Synonym Enhancement - Motivation and Plan

I. Objective

Mapping a term to UMLS-Metathesaurus concept(s)/CUI(s) is an important step in NLP. Normalization and Query Expansion are two major technique used in concept mapping to increase recall. A better normalization and synonym list could increase the recall without dropping the precision of concept mapping.

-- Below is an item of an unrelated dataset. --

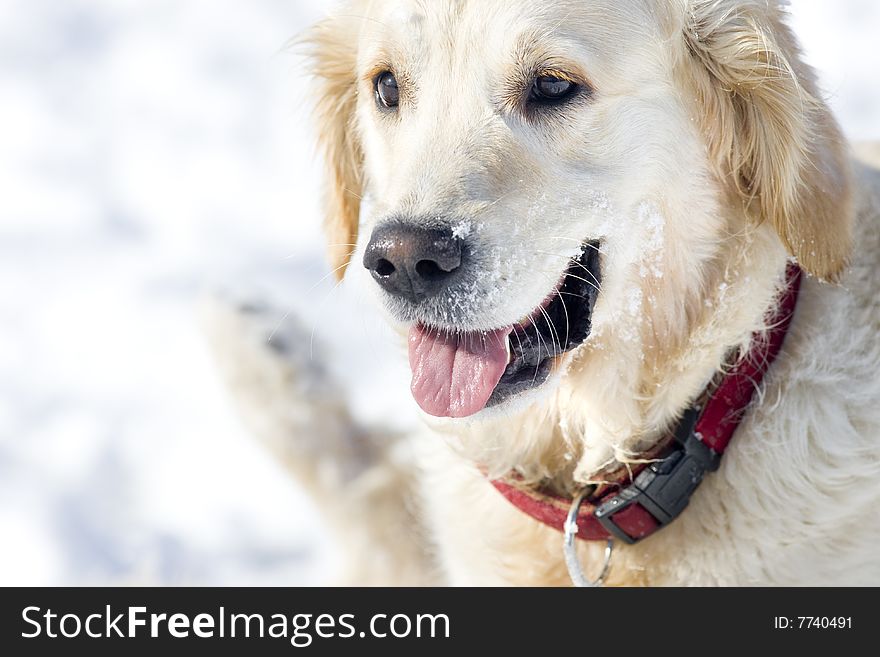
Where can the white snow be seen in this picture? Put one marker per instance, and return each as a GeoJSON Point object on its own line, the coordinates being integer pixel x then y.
{"type": "Point", "coordinates": [150, 151]}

  • Normalization is used to convert different representations of a term into a normalized representation so that a concept can be mapped for different representations of the same term. It requires preprocess to normalize all collected terms and use the normalized forms as keys in the database. It is based on the lexical form level - syntactic, morphological, and orthographic information.
  • Query expansion uses synonyms to substitute a subterm of a term to find mapping concepts (when no concept can be found by normalization of the original term). Spelling variants, inflectional variants, synonyms, acronym, abbreviations, expansion, derivational variant, and combination of above (fruitful variants) can be used for subterm substitution in the Query Expansion. It involves both lexical information and semantic information.

    The synonyms in the Lexical Tools were developed in early 90's. It is static. Only few updates have been made over the past decade. A systematic methodology is developed to establish a new system to generate synonyms from the annual release of the SPECIALIST Lexicon and UMLS Metathesaurus. A better recall is expected with the new developed synonym list in use. The objectives of this task are:

    • find related synonymous terms in the SPECIALIST Lexicon based on concepts in UMLS-Metathesaurus
    • include the synonyms list in the SPECIALIST Lexicon release
    • implement above result in Lexical Tools
    • implement in STMT/SMT for better recall rate for CUI mapping

II. Phases

The phases of this task are described as follows:

  • II-1. Find all English terms with same CUIs in Lexicon
    Terms with same CUI (concept) in the same Metathesaurus are synonyms. For example, headache|E0030922 and cephalgia|E0015916 are synonyms with the same concept (C0018681). Synonyms might have same or different part of speech (POS) as shown in the following two tables.
    • Examples - synonyms with same POS:

      adj-adjfarsightedadjlong sightedadjC0020490|Hyperopia
      verb-verbhappenverboccurverbC1709305|Occur (action)
      verb-verbacquireverbobtainverbC1706701|Acquisition (action)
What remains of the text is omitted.